Realita yang sedang terjadi saat ini adalah defisit kepercayaan rakyat terhadap negara. Padahal rakyat adalah elemen vital dan determinatif dalam sebuah negara. Tak ada sejarahnya ada sebuah negara tanpa ada rakyatnya, dengan kata lain manusia tanpa jasad. Inilah analogi yang pantas jika ingin menganggap bahwa rakyat adalah komponen utama negara. Masyarakat saat ini sudah sangat permisif, masyarakat yang informatif, terbuka akan berbagai informasi yang dibutuhkan untuk memenuhi keingintahuan mereka. Para murid sering bertanya kepada saya, “Apa sesungguhnya yang tengah terjadi saat ini?”. Semua media memberitakan kasus Gayus, kasus Century yang tak selesai, mafia hukum dan pengadilan, hukum dan keadilan yang bisa dibeli, harga sembako yang terus naik, pemerintah yang tak henti dikritik karena berbohong, korban lumpur Lapindo yang tak letih mencari keadilan, demonstrasi guru menuntut keadilan dan kesejahteraan, cerita TKI yang tak lagi dilindungi hak-haknya,  anggota DPR yang lupa konstituennya, elit partai politik dengan segala tingkahnya, para pengemplang pajak sampai kepada calon presiden 2014 nanti.

Politik Absurd

Untuk menjawab setumpuk persoalan negara itu, saya berpikir panjang, menahan emosi, meminggirkan ambisi dan menjawabnya dengan hati. Masyarakat merasakan sekarang negara kita sedang lemah (jikalau tak mau dibilang gagal). Lemah karena rakyat sudah mulai merasa ditinggalkan, tidak lagi dilibatkan, dipinggirkan bahkan dilupakan. Defisit kepercayaan rakyat bukan lagi diukur oleh Pemilu dengan segala perangkatnya. Tetapi yang berkata adalah nurani terdalam, karena memang itulah yang dirasakan. Bagaimana bisa, negara sebesar ini ditelanjangi hukum dan sistem peradilannya oleh para koruptor (seperti Gayus), dipermalukan oleh para pengemplang pajak dan dikotori oleh para elit partai yang hanya berorientasi pada kekuasaan belaka. Para elit yang otaknya penuh dengan tradisi politik yang bernilai ekonomis-transaksional. Politik direduksi menjadi kegiatan transaksi, siapa mendapatkan apa dan bagaimana caranya, politik yang minus moralitas, politik yang destruktif bahkan politik yang berani menjual ayat/pasal sebuah undang-undang demi kepentingan kapital belaka. Inilah realita “politik absurd yang tengah terjadi di negeri ini.

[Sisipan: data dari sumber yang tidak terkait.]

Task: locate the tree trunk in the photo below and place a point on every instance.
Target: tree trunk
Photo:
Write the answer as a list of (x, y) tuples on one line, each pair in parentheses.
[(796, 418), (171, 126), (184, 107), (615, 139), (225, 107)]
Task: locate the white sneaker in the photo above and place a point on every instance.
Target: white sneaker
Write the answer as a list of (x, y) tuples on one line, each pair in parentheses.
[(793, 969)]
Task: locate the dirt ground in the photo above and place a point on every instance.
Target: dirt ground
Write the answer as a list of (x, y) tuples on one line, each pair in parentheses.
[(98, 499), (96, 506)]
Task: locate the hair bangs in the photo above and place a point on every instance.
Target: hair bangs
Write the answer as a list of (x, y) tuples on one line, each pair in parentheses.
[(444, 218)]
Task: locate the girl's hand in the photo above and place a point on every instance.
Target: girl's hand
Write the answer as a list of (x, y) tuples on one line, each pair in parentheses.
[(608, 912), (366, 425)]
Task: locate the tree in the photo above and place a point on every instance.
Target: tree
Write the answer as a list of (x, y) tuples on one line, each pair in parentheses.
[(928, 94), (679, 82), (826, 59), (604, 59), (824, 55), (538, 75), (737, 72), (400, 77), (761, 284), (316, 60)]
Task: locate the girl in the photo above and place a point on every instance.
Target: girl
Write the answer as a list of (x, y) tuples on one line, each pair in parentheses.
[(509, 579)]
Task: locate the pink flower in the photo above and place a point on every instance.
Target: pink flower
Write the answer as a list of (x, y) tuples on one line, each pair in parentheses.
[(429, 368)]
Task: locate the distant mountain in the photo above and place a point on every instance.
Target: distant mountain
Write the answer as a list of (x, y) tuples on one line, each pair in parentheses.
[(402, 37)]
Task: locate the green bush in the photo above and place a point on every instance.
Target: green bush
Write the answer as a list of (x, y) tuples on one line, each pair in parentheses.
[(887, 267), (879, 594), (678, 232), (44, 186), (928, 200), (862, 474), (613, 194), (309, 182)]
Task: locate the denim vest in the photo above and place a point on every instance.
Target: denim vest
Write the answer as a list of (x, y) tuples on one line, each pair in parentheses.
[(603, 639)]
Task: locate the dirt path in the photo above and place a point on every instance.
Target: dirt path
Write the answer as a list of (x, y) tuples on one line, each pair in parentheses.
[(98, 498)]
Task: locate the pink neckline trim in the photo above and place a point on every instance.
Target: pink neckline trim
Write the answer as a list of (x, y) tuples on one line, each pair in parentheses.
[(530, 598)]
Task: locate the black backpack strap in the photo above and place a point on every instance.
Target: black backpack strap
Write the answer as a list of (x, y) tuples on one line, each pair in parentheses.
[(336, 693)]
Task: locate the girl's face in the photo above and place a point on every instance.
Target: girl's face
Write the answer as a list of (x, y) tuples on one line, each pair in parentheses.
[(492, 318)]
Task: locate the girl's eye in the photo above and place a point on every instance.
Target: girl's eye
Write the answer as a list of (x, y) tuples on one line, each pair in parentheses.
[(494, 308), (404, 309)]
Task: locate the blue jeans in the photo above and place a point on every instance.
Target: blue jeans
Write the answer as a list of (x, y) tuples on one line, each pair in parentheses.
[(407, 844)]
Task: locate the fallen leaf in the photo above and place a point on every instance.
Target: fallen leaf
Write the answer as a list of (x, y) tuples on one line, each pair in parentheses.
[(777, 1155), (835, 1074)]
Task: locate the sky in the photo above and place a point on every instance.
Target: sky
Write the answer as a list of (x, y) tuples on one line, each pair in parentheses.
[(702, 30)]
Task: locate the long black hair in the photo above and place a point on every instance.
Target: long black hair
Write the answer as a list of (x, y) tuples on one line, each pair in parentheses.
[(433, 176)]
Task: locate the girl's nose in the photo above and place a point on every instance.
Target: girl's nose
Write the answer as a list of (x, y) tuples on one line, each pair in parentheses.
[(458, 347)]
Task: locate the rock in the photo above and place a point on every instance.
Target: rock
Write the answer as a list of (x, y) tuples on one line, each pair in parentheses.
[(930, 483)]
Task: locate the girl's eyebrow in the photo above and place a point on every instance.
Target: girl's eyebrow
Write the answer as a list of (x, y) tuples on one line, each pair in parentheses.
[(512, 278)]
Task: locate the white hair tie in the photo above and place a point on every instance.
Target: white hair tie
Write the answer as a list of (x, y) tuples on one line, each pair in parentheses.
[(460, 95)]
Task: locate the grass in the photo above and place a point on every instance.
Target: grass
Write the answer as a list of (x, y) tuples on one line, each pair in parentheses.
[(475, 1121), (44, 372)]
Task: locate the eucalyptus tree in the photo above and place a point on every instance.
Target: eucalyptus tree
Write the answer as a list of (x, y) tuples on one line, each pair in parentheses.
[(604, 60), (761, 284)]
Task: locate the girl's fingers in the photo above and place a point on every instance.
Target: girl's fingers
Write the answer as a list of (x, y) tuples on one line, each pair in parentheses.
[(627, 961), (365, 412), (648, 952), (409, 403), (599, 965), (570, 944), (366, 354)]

Realita politik absurd sedang menggurita di tengah dinamika kebangsaan dan kenegaraan kita. Politik absurd tersebut dibuktikan nyata dengan kebohongan, kemunafikan dengan segala variannya. Tak usahlah kita mendebatkan secara semantik tentang “kebohongan” atau “kemunafikan”, karena (memang) sudah tak ada lagi diksi yang pas dan pantas untuk menggambarkannya. Setelah dipikir-pikir, usaha rasional seorang Montesquieu merumuskan dan menciptakan Trias Politica untuk saat ini tidak lagi berlaku di Indonesia. Kekuasaan yang dipegang oleh lembaga-lembaga negara (eksekutif, yudikatif dan legislatif) sudah jatuh beralih kepada tangan-tangan bandit politik, bandit hukum dan bandit kapital. Tiga komponen kekuasaan sebagai konversi bahkan variasi baru atas Trias Politica untuk Indonesia. Bandit politik karena orientasi kekuasaan an sich dengan pendekatan ekonomis-transaksional. Bandit hukum karena telah mempermalukan hukum dan keadilan yang katanya Lex Rex. Hukum dan keadilan tak lagi menjadi raja, tapi hamba bagi para bandit-bandit. Bandit kapital karena berlomba-lomba menumpuk harta, walaupun dengan mengemplang pajak negara. Sebuah entitas kolaboratif three in one di tengah-tengah kita.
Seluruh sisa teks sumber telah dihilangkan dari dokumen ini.